Rival Sons picked an ironic place to start what will be an extensive and busy last half the year on tour.

Singer Jay Buchanan was calling in early May from his hotel room in Oklahoma City, where in a few hours he and his bandmates would launch the tour – an outing that all concerned are hoping will be a considerably smoother undertaking than when Rival Sons went on tour in 2021.

That fall, the band hit the road, and all four band members — Buchanan, guitarist Scott Holiday, bassist Dave Beste and drummer Michael Miley — as well as crew members, caught COVID. But they fought their way through and completed the tour.

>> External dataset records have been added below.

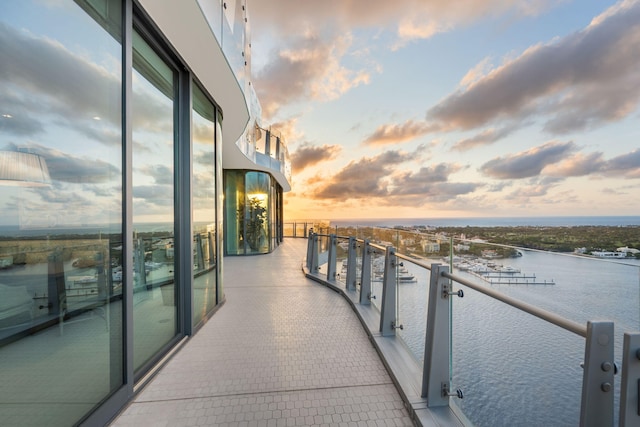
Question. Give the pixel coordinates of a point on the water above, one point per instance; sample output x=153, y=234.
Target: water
x=549, y=221
x=515, y=369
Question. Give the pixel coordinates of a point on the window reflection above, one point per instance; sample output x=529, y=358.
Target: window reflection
x=204, y=205
x=60, y=209
x=154, y=290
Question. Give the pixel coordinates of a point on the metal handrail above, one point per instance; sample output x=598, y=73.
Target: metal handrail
x=597, y=396
x=555, y=319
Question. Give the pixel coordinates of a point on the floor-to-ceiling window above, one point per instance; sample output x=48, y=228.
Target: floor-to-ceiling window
x=250, y=212
x=204, y=205
x=155, y=305
x=234, y=200
x=61, y=310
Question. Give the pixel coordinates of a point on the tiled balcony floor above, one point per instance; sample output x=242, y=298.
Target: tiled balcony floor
x=282, y=351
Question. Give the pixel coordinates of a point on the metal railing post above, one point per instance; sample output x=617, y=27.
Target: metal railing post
x=352, y=261
x=309, y=251
x=630, y=386
x=315, y=261
x=331, y=263
x=435, y=371
x=365, y=278
x=596, y=409
x=388, y=309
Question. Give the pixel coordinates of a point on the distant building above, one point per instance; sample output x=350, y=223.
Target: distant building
x=430, y=246
x=628, y=250
x=609, y=254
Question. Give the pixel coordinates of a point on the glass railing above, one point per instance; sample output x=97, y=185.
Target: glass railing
x=524, y=342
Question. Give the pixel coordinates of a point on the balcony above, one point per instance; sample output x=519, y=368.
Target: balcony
x=284, y=350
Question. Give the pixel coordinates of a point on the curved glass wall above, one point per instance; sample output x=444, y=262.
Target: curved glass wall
x=61, y=309
x=204, y=205
x=251, y=212
x=155, y=314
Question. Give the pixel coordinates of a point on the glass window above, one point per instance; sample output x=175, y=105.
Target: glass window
x=203, y=205
x=61, y=305
x=155, y=316
x=234, y=199
x=256, y=212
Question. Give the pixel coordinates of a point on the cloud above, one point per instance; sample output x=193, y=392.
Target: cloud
x=577, y=165
x=627, y=165
x=65, y=167
x=535, y=188
x=308, y=155
x=363, y=179
x=379, y=178
x=429, y=184
x=581, y=81
x=395, y=134
x=161, y=174
x=42, y=77
x=416, y=19
x=309, y=68
x=150, y=195
x=310, y=49
x=528, y=163
x=485, y=137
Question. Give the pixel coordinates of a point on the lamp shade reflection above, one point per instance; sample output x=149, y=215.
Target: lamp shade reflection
x=23, y=169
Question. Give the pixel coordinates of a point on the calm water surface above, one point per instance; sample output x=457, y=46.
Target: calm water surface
x=515, y=369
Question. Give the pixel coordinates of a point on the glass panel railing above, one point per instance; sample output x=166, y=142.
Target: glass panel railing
x=575, y=287
x=524, y=363
x=413, y=299
x=513, y=368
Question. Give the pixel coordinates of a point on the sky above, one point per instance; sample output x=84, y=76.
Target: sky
x=481, y=108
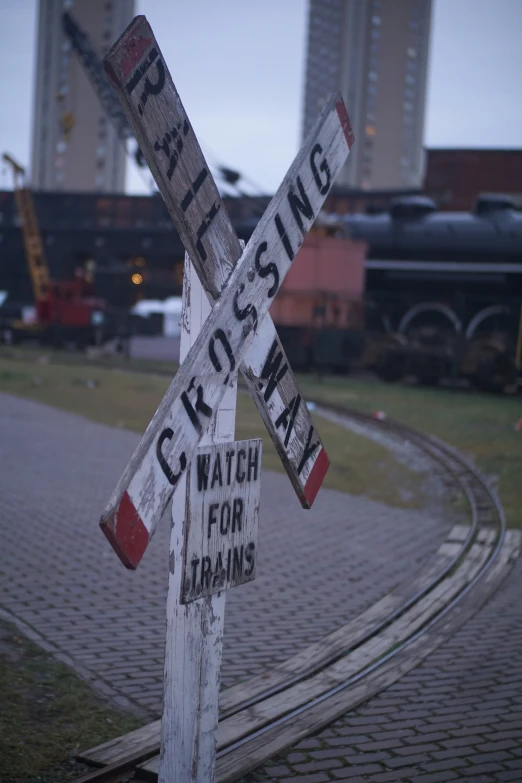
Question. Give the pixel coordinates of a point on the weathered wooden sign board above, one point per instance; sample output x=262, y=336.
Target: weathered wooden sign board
x=245, y=291
x=225, y=328
x=222, y=518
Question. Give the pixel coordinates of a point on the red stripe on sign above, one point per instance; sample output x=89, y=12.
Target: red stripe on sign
x=345, y=122
x=316, y=477
x=133, y=45
x=126, y=533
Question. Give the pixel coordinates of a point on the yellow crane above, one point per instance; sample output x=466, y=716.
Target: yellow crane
x=34, y=251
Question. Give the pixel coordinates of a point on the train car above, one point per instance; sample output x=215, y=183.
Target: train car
x=443, y=290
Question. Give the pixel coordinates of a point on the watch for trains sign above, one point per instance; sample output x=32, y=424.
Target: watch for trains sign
x=187, y=450
x=235, y=335
x=222, y=518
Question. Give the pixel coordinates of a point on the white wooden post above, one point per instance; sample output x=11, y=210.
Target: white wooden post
x=195, y=630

Oklahoma City was where Miley caught the virus and passed it on to Buchanan.

“Yeah, this was ground zero for me,” Buchanan said. “I ended up contracting it just a couple of days later.”

Southern California rock band Rival Sons (vocalist Jay Buchanan pictured) will open for The Smashing Pumpkins at FivePoint Amphitheatre in Irvine on Aug. 9 and North Island Credit Union Amphitheatre in Chula Vista on Aug. 10. (File photo by Kelly A. Swift, Contributing Photographer)

Southern California rock band Rival Sons (pictured at the 62nd annual Grammy Awards in Los Angeles in 2020) will open for The Smashing Pumpkins at FivePoint Amphitheatre in Irvine on Aug. 9 and North Island Credit Union Amphitheatre in Chula Vista on Aug. 10. (Photo by Amy Sussman, Getty Images)

Southern California rock band Rival Sons will open for The Smashing Pumpkins at FivePoint Amphitheatre in Irvine on Aug. 9 and North Island Credit Union Amphitheatre in Chula Vista on Aug. 10. (Photo by Pamela Littky)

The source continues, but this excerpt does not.